Suppose my “batch data generator” generated as follow:
[97, 98, 99, 1]
[100, 101, 102, 1]
Based on dataset with max_length=4:
[‘abc’,
‘xyz’]

As per maths I understood, first it will take 97 and convert it to EMBEDDING with ‘d_feature’ size.
Then it will go into GRU layer and produce output in DENSE layer followed by LOGSOFTMAX.

Based on current dataset Logsoftmax should have produced highest value for ‘class 98’. Back-propagation would take care of adjusting weights in whole model.

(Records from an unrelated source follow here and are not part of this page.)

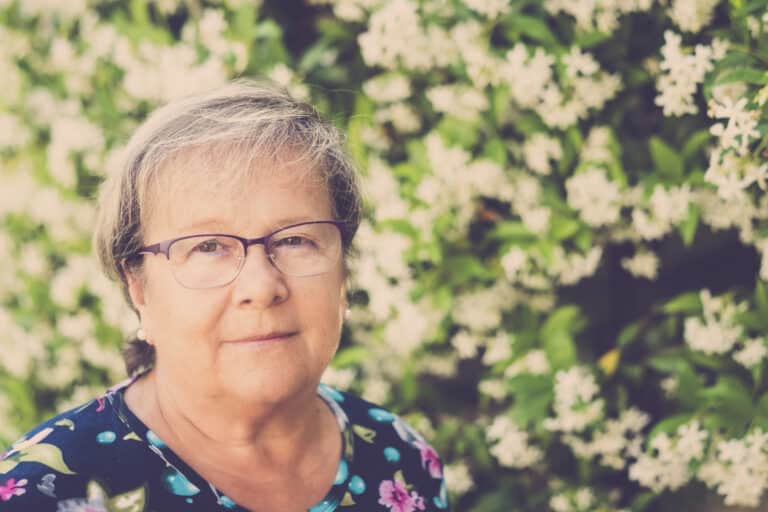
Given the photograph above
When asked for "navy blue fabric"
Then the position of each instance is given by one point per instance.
(101, 457)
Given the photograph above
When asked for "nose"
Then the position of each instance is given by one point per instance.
(260, 284)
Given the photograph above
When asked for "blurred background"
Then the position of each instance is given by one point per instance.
(561, 276)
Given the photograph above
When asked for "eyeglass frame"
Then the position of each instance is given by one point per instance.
(164, 247)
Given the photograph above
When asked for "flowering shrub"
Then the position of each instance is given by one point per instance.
(564, 261)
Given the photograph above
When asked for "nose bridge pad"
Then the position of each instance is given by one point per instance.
(270, 256)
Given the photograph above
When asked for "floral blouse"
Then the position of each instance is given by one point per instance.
(100, 457)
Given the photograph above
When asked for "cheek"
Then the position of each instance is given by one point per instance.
(176, 314)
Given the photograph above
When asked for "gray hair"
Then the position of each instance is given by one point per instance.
(241, 123)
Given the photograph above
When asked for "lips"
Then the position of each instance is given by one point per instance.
(264, 338)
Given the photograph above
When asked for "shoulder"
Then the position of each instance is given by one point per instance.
(58, 458)
(391, 453)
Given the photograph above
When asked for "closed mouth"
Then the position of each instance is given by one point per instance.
(261, 338)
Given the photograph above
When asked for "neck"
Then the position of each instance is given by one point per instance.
(228, 434)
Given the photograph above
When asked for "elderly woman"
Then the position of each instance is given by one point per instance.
(229, 228)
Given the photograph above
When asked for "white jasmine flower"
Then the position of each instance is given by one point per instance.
(718, 331)
(579, 63)
(480, 310)
(13, 133)
(493, 388)
(692, 15)
(54, 8)
(536, 219)
(511, 445)
(77, 327)
(762, 247)
(648, 226)
(682, 73)
(575, 404)
(513, 262)
(671, 205)
(388, 87)
(403, 117)
(571, 268)
(395, 36)
(752, 353)
(670, 385)
(413, 325)
(596, 147)
(539, 151)
(489, 8)
(594, 196)
(471, 43)
(498, 348)
(458, 478)
(667, 464)
(460, 101)
(376, 390)
(642, 264)
(534, 362)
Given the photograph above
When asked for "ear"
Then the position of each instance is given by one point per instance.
(343, 304)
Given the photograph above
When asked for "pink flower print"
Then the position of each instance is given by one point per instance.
(12, 488)
(430, 460)
(394, 495)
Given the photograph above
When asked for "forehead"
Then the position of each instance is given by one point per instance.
(249, 197)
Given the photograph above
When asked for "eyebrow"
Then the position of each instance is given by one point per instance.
(217, 224)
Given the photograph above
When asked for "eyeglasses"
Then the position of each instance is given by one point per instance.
(213, 260)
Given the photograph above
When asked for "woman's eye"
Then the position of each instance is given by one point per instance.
(208, 246)
(293, 241)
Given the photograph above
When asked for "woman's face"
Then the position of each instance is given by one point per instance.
(198, 333)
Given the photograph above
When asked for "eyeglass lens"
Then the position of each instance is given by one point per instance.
(208, 261)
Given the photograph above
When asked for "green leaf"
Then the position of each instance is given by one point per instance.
(458, 132)
(562, 228)
(688, 227)
(665, 159)
(131, 501)
(628, 334)
(761, 411)
(747, 75)
(761, 298)
(496, 151)
(512, 231)
(669, 424)
(695, 143)
(351, 356)
(533, 395)
(557, 336)
(687, 303)
(534, 28)
(730, 401)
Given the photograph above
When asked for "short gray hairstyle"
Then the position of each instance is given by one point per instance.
(241, 123)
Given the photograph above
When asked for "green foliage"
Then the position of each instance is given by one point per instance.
(565, 218)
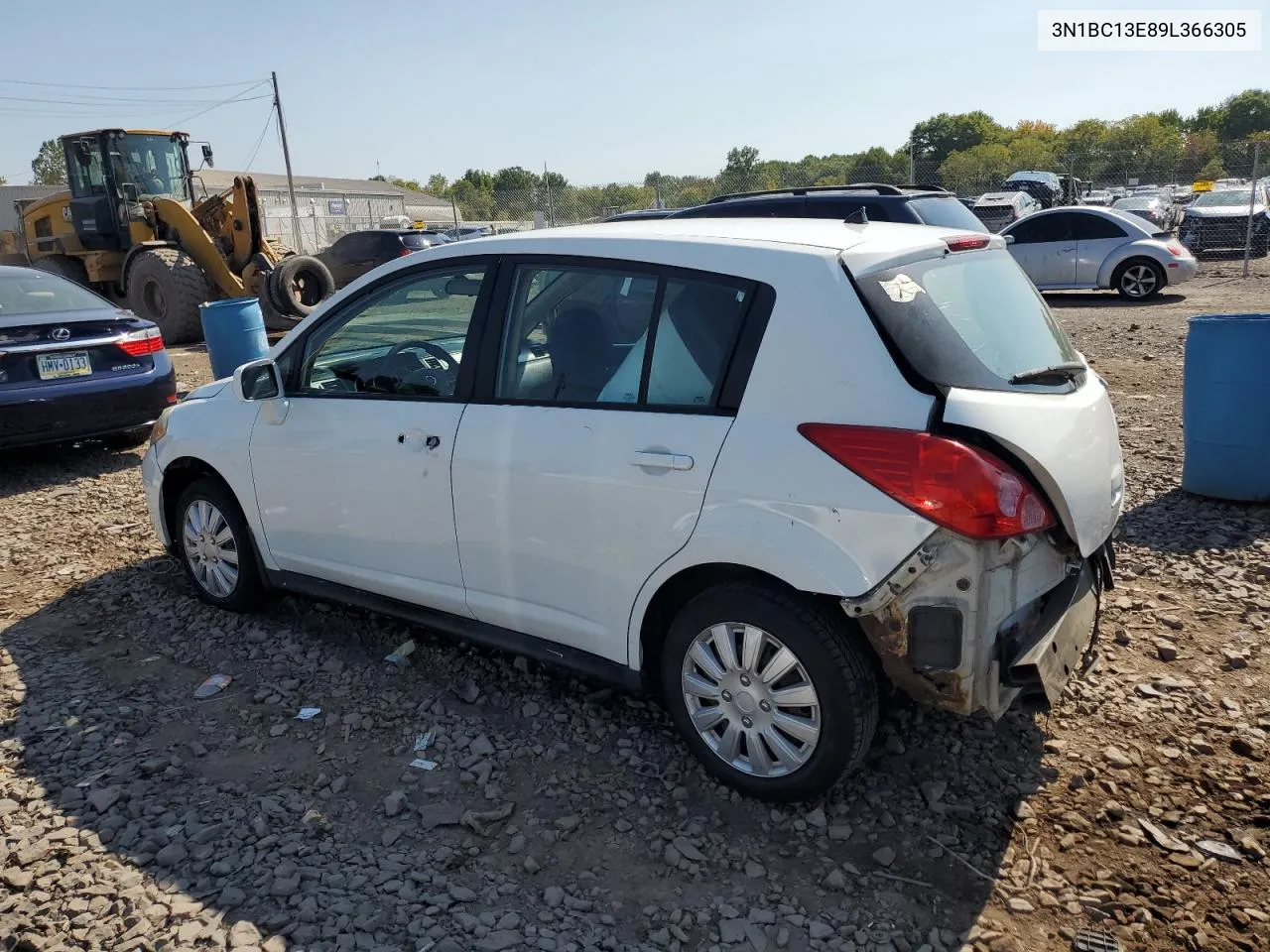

Then it will do same procedure but now input is 98 and output is ‘class 99’.
After completing first line it will then repeat same procedure for line [100, 101, 102, 1]

In this whole process I don’t know where ShiftRight() requires!

Why I need to do something like this?
[97, 98, 99, 1] → [0, 97, 98, 99]
[100, 101, 102, 1] → [0, 100, 101, 102]

Referring to Q-2:
GRU architecture

Why we are not specifying size of h<t_0>? For e.g. 16 is a vector size I want for my GRU.
Just like tl.GRU(n_units=model_dimension) we are specifying size of x<t_1>

Referring to Q-4:
So can I assume, that model will automatically create Y=98 if X=97 from the line [97, 98, 99, 1] and will traverse till X=99 and Y=1?

Hi @Aayush_Jariwala

I apologize for late reply.

Regarding Q1: You need ShiftRight layer so that your x_0 would be 0. In other words your sequence would start from 0 so your model would predict the next character. So instead of starting from initial hidden state and x_0 value being 97, you start with initial hidden state and x_0 value being 0 and your model should try to predict 97.

You probably could achieve the same thing by modifying data_loader function but this layer is probably superior in speed and probably there are scenarios where it is very handy.

Regarding Q2: We do not need to specify h_0 size, because it must be the same dimension as the embedding dimension (in our case model_dimension, the same size as x_0 and x_1 and …)

Regarding Q4: I think you understand it correctly. The loss is averaged over the sequence of predictions: [0] → [97], [0, 97] → [98], [0, 97, 98] → [99], [0, 97, 98, 99] → [1]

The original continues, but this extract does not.